Assessment of group means directly allows for an alternative descriptive assessment of scores relative to each gender…
##Conflicting vs non. conflicting group means
#Perceived Contradiction:
mydata %>%
group_by(Gender, Conflict) %>% # Specify data frame and group indicators
summarise(Mean = mean(contradiction), # Specify column and functions:
SD = sd(contradiction),
n = n(),
SE = SD/sqrt(n)) %>%
gt() %>%
tab_header(title = "Effect of Headline Conflict on Perceived Contradiction (grouped by Gender)") %>%
fmt_number(c(Mean, SD, SE), decimals = 2)
## `summarise()` has grouped output by 'Gender'. You can override using the `.groups` argument.
| Effect of Headline Conflict on Perceived Contradiction (grouped by Gender) | ||||
|---|---|---|---|---|
| Conflict | Mean | SD | n | SE |
| Male | ||||
| Conf. | 24.97 | 3.97 | 60 | 0.51 |
| Non-Conf. | 13.39 | 3.67 | 66 | 0.45 |
| Female | ||||
| Conf. | 25.46 | 3.56 | 87 | 0.38 |
| Non-Conf. | 13.49 | 3.98 | 81 | 0.44 |
#Perceived Scientific Advancement (PSA):
mydata %>%
group_by(Gender, Conflict) %>%
summarise(Mean = mean(advancement),
SD = sd(advancement),
n = n(),
SE = SD/sqrt(n)) %>%
gt() %>%
tab_header(title = "Effect of Headline Conflict on PSA (grouped by Gender)") %>%
fmt_number(c(Mean, SD, SE), decimals = 2)
## `summarise()` has grouped output by 'Gender'. You can override using the `.groups` argument.
| Effect of Headline Conflict on PSA (grouped by Gender) | ||||
|---|---|---|---|---|
| Conflict | Mean | SD | n | SE |
| Male | ||||
| Conf. | −0.10 | 0.71 | 60 | 0.09 |
| Non-Conf. | 0.12 | 0.67 | 66 | 0.08 |
| Female | ||||
| Conf. | −0.34 | 0.59 | 87 | 0.06 |
| Non-Conf. | −0.09 | 0.66 | 81 | 0.07 |
#Confusion:
mydata %>%
group_by(Gender, Conflict) %>%
summarise(Mean = mean(confusion),
SD = sd(confusion),
n = n(),
SE = SD/sqrt(n)) %>%
gt() %>%
tab_header(title = "Effect of Headline Conflict on Confusion (grouped by Gender)") %>%
fmt_number(c(Mean, SD, SE), decimals = 2)
## `summarise()` has grouped output by 'Gender'. You can override using the `.groups` argument.

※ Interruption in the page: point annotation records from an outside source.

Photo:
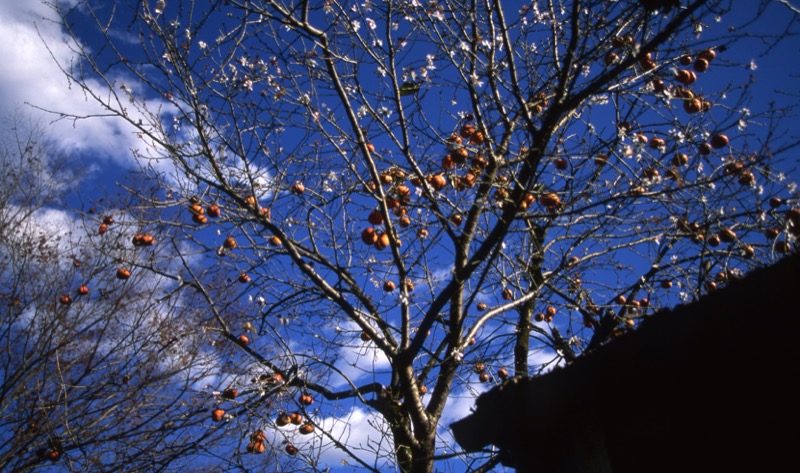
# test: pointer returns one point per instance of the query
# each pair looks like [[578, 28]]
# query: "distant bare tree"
[[99, 373], [438, 194]]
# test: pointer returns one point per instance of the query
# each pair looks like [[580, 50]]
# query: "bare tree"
[[102, 367], [439, 194]]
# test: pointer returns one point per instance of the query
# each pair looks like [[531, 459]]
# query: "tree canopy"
[[374, 209]]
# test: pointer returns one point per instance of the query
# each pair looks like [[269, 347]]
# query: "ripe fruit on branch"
[[700, 65], [230, 393], [708, 55], [217, 414], [143, 240], [437, 181], [656, 142], [680, 159], [306, 399], [477, 138], [283, 420], [747, 178], [256, 447], [196, 209], [692, 105], [686, 77], [467, 130], [296, 418], [549, 199], [719, 141], [775, 202], [306, 428], [727, 235]]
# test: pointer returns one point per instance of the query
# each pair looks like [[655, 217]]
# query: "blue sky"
[[35, 44]]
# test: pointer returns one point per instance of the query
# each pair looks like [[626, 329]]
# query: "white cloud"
[[359, 362], [33, 45]]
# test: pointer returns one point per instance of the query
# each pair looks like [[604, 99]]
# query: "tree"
[[99, 373], [452, 191]]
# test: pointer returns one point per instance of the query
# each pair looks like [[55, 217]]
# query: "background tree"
[[441, 194], [100, 369]]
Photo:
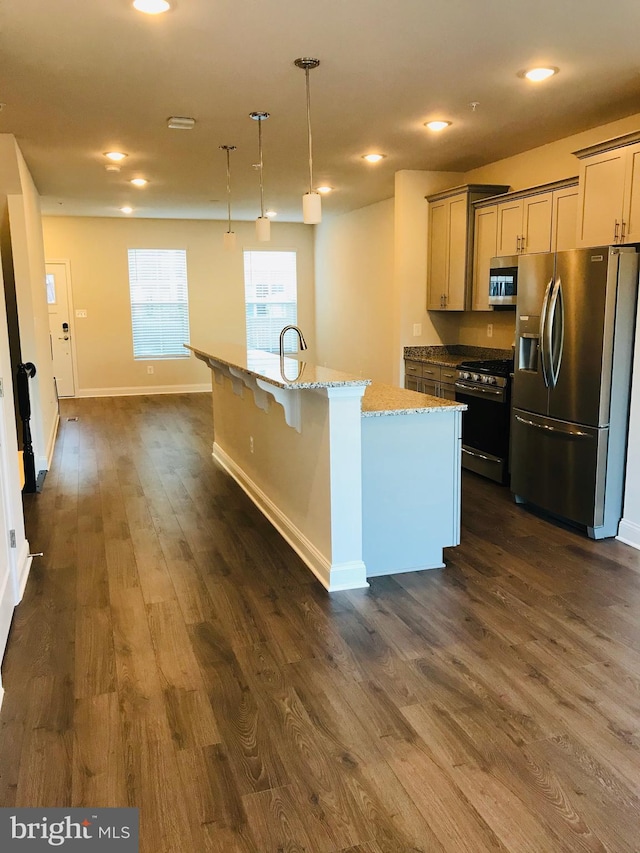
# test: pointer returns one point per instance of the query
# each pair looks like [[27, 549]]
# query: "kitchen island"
[[361, 479]]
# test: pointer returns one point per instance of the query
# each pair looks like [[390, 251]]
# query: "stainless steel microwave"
[[503, 281]]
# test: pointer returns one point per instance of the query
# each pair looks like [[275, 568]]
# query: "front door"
[[58, 298]]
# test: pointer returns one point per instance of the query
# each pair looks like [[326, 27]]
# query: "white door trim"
[[72, 317]]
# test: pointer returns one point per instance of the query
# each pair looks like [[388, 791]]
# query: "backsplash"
[[457, 350]]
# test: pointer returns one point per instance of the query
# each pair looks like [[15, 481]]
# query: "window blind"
[[159, 303], [270, 287]]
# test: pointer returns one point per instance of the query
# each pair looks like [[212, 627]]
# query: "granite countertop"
[[450, 356], [283, 372], [380, 400]]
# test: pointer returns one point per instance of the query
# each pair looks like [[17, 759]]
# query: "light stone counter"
[[380, 400], [283, 372], [354, 493]]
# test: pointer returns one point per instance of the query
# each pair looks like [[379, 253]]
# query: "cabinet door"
[[438, 253], [601, 197], [631, 215], [457, 262], [509, 227], [536, 223], [484, 248], [564, 219]]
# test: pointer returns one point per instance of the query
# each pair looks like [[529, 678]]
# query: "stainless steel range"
[[485, 386]]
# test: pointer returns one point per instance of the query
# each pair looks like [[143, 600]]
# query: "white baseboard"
[[333, 576], [45, 464], [139, 390], [629, 533], [23, 566]]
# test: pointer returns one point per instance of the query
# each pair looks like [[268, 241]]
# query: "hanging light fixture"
[[229, 237], [263, 223], [311, 202]]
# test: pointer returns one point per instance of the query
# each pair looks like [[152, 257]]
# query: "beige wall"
[[27, 252], [97, 251], [354, 292], [410, 273], [552, 162]]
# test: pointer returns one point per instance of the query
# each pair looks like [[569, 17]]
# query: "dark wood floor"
[[172, 653]]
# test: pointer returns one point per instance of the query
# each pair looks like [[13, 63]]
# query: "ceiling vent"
[[180, 123]]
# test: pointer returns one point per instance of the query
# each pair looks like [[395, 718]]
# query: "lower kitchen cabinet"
[[428, 378]]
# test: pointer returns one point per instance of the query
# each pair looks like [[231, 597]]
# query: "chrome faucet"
[[303, 343]]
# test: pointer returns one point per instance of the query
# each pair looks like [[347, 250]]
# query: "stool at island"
[[361, 479]]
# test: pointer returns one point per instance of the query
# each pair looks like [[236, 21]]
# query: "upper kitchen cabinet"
[[537, 219], [609, 198], [450, 245]]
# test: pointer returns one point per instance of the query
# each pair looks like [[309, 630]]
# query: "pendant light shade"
[[229, 237], [311, 208], [263, 229], [263, 225], [311, 202]]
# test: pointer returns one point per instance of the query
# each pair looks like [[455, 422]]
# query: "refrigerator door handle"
[[555, 332], [574, 433], [545, 346]]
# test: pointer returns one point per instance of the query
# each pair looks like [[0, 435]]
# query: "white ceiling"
[[81, 77]]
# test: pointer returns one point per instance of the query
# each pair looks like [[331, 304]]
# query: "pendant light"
[[229, 237], [311, 202], [263, 224]]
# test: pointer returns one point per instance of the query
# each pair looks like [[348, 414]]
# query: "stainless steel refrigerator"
[[575, 326]]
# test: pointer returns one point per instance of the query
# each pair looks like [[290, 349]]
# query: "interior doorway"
[[59, 299]]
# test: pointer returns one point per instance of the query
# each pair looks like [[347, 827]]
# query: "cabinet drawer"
[[448, 375], [413, 368]]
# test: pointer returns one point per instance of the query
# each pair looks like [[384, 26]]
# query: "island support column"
[[305, 478], [348, 570]]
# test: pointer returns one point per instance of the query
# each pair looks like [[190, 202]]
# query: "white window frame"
[[271, 297], [159, 300]]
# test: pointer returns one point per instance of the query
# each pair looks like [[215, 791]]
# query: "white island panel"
[[358, 485], [411, 490], [306, 482]]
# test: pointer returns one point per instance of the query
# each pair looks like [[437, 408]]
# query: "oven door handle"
[[477, 455], [480, 390]]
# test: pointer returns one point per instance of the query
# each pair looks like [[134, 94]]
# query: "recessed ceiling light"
[[536, 75], [180, 122], [437, 125], [152, 7]]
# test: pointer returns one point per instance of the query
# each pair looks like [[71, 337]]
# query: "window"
[[270, 295], [159, 303]]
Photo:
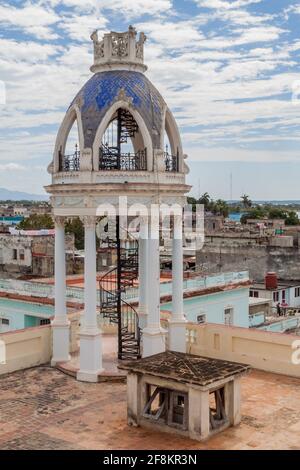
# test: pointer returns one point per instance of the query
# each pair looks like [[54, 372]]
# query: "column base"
[[177, 335], [60, 341], [154, 341], [90, 360]]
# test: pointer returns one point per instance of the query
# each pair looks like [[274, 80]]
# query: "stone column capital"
[[59, 221], [89, 221]]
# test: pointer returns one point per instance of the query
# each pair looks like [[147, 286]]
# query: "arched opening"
[[172, 144], [122, 146], [171, 155], [69, 153]]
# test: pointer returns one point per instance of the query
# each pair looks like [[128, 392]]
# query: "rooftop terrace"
[[42, 408]]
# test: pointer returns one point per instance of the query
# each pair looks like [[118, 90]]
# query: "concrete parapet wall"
[[271, 352], [26, 348]]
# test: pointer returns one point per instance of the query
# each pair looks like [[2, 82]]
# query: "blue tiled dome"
[[103, 89]]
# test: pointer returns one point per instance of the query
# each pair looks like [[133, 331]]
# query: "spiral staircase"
[[113, 286]]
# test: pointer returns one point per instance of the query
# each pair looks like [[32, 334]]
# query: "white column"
[[153, 334], [90, 362], [60, 324], [143, 267], [177, 323]]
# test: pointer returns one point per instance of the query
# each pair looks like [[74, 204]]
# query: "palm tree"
[[247, 203], [205, 200]]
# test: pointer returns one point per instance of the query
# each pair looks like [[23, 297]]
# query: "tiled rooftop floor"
[[42, 408]]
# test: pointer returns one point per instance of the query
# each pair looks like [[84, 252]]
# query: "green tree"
[[37, 222], [292, 218], [220, 207], [205, 200]]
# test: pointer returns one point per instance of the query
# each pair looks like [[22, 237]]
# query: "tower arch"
[[72, 115], [142, 142]]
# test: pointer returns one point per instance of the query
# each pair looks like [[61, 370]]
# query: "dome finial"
[[119, 51]]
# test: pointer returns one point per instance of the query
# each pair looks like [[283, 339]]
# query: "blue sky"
[[229, 70]]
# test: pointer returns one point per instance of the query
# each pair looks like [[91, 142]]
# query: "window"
[[228, 316], [201, 318], [166, 406], [217, 411]]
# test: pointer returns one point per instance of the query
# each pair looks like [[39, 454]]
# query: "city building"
[[31, 253], [282, 292]]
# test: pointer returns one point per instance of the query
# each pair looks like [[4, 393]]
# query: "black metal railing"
[[113, 306], [69, 162], [171, 162], [111, 159]]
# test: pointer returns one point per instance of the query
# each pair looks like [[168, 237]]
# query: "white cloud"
[[32, 19], [226, 5], [11, 167]]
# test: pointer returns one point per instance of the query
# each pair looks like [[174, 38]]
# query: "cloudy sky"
[[229, 70]]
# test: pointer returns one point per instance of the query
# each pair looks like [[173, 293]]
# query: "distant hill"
[[7, 195]]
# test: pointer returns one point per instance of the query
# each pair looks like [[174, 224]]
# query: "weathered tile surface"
[[42, 408]]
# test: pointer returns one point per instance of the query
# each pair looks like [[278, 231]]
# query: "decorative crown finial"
[[119, 51]]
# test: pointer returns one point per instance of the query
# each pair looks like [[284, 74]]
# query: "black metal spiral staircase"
[[113, 286]]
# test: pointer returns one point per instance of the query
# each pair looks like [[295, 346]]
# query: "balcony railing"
[[70, 162], [110, 159], [171, 162]]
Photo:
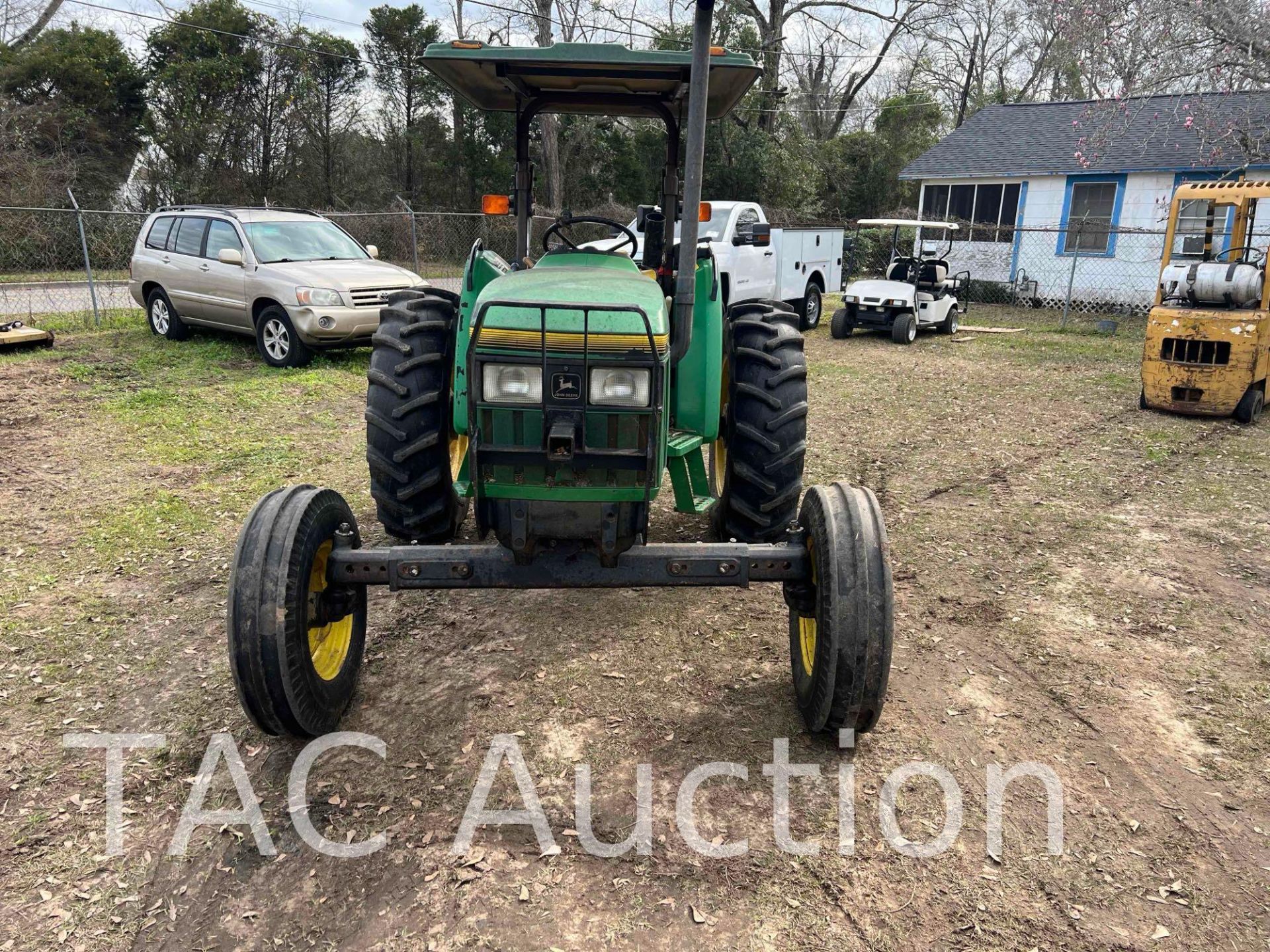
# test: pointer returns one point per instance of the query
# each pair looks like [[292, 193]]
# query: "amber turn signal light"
[[495, 205]]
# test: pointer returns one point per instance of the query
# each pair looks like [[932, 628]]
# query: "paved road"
[[62, 298]]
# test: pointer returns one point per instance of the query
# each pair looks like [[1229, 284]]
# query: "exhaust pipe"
[[694, 164]]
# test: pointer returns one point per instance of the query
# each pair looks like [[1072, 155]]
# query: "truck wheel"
[[295, 640], [756, 465], [1251, 404], [841, 324], [904, 329], [810, 307], [841, 621], [413, 452], [163, 317]]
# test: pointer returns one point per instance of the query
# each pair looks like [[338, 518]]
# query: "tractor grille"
[[372, 298], [1212, 353]]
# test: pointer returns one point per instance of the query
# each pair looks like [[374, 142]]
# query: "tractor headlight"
[[620, 386], [319, 298], [512, 383]]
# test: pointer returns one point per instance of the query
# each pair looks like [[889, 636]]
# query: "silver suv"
[[287, 276]]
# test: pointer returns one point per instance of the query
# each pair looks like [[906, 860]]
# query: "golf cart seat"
[[901, 270]]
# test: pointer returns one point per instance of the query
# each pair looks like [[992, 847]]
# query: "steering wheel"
[[1260, 253], [554, 230]]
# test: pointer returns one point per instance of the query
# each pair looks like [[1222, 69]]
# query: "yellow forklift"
[[1208, 337]]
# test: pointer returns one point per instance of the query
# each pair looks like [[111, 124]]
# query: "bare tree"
[[22, 20]]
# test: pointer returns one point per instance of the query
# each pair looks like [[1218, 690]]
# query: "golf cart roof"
[[585, 78], [908, 223]]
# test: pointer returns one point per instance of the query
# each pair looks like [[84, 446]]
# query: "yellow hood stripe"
[[568, 340]]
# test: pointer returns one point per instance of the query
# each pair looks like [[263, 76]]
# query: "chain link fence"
[[48, 267], [1095, 272], [46, 259]]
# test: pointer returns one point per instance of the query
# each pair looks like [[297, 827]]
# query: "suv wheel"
[[277, 340], [163, 317]]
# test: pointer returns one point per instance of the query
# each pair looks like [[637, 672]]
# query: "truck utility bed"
[[803, 251]]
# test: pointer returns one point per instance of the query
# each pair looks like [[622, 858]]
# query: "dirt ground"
[[1079, 584]]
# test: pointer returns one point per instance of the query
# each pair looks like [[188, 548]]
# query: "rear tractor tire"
[[295, 637], [841, 622], [756, 465], [413, 452], [841, 324]]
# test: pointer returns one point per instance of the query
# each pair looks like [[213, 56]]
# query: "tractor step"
[[689, 474], [683, 444]]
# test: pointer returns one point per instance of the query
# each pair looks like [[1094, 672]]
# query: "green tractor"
[[549, 397]]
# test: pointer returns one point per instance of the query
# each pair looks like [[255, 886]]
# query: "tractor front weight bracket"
[[492, 567]]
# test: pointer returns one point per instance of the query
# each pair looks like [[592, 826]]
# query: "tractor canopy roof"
[[599, 79]]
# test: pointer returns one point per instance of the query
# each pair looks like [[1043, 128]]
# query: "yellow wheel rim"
[[807, 626], [328, 644], [458, 454], [719, 457], [807, 636], [719, 448]]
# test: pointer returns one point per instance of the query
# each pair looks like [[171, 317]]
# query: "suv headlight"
[[512, 383], [620, 386], [319, 298]]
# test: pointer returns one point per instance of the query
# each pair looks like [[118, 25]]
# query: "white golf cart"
[[917, 291]]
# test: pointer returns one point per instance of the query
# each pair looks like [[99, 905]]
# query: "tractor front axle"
[[492, 567]]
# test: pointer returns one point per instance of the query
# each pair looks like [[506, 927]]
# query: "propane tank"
[[1230, 284]]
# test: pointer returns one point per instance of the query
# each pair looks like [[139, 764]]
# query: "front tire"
[[756, 465], [842, 619], [810, 307], [841, 324], [295, 639], [163, 317], [277, 340], [904, 329], [413, 454], [1250, 407]]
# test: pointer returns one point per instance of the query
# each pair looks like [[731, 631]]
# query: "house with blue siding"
[[1039, 183]]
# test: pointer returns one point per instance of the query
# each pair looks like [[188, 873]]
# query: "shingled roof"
[[1141, 134]]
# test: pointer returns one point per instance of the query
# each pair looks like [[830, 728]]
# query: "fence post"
[[88, 264], [414, 237], [1071, 277]]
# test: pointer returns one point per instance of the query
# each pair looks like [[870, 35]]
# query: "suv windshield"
[[300, 241]]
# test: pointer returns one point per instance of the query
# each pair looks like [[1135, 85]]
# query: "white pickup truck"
[[796, 267]]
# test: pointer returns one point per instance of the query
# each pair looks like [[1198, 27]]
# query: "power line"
[[412, 70]]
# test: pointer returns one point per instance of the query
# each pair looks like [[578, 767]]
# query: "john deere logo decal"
[[566, 386]]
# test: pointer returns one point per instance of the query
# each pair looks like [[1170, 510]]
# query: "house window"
[[988, 208], [1090, 218]]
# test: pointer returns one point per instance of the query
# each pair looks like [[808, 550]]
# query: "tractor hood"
[[562, 281], [872, 292]]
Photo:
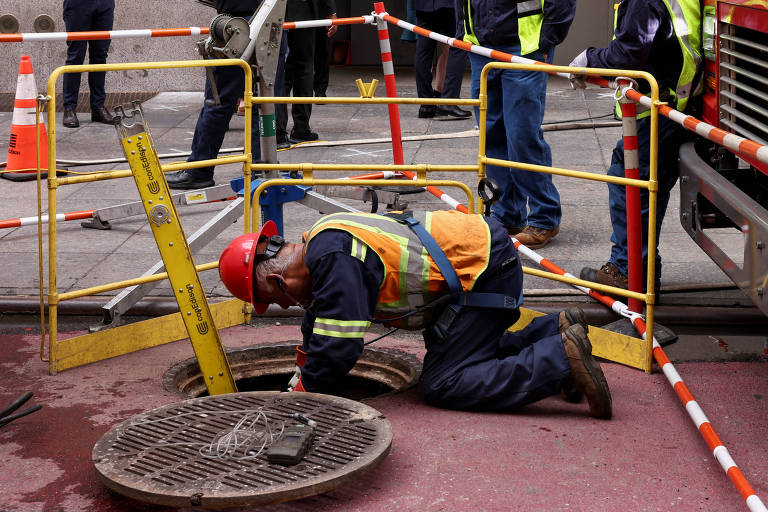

| Effect of Headline Conflict on Confusion (grouped by Gender) | ||||
|---|---|---|---|---|
| Conflict | Mean | SD | n | SE |
| Male | ||||
| Conf. | 4.57 | 0.59 | 60 | 0.08 |
| Non-Conf. | 3.58 | 1.10 | 66 | 0.13 |
| Female | ||||
| Conf. | 4.49 | 0.70 | 87 | 0.07 |
| Non-Conf. | 3.70 | 1.05 | 81 | 0.12 |
By manually assessing means I can see that advancement scores are much lower for females, and that the difference between conflicting and non-conflicting headlines is greater for males than females. This does not seem to be largely apparent for contradiction or confusion scales. I can also see that there is a larger number of females in the sample, hence it should be noted that there is less variance in the female groups (according to SD and SE) and hence the mean statistics for men might not be as reflective of their true population.
Since the difference in advancement scores between males and females caught my attention, I initially thought to compare the average scores of females and males exposed to EACH level of the Headline Conflict factor: Conflict (Conf.) and Consistent (Non-Conf.). I did so using INDEPENDENT SAMPLES T-TESTS (for each level) via the ttestIS() function in the jmv package.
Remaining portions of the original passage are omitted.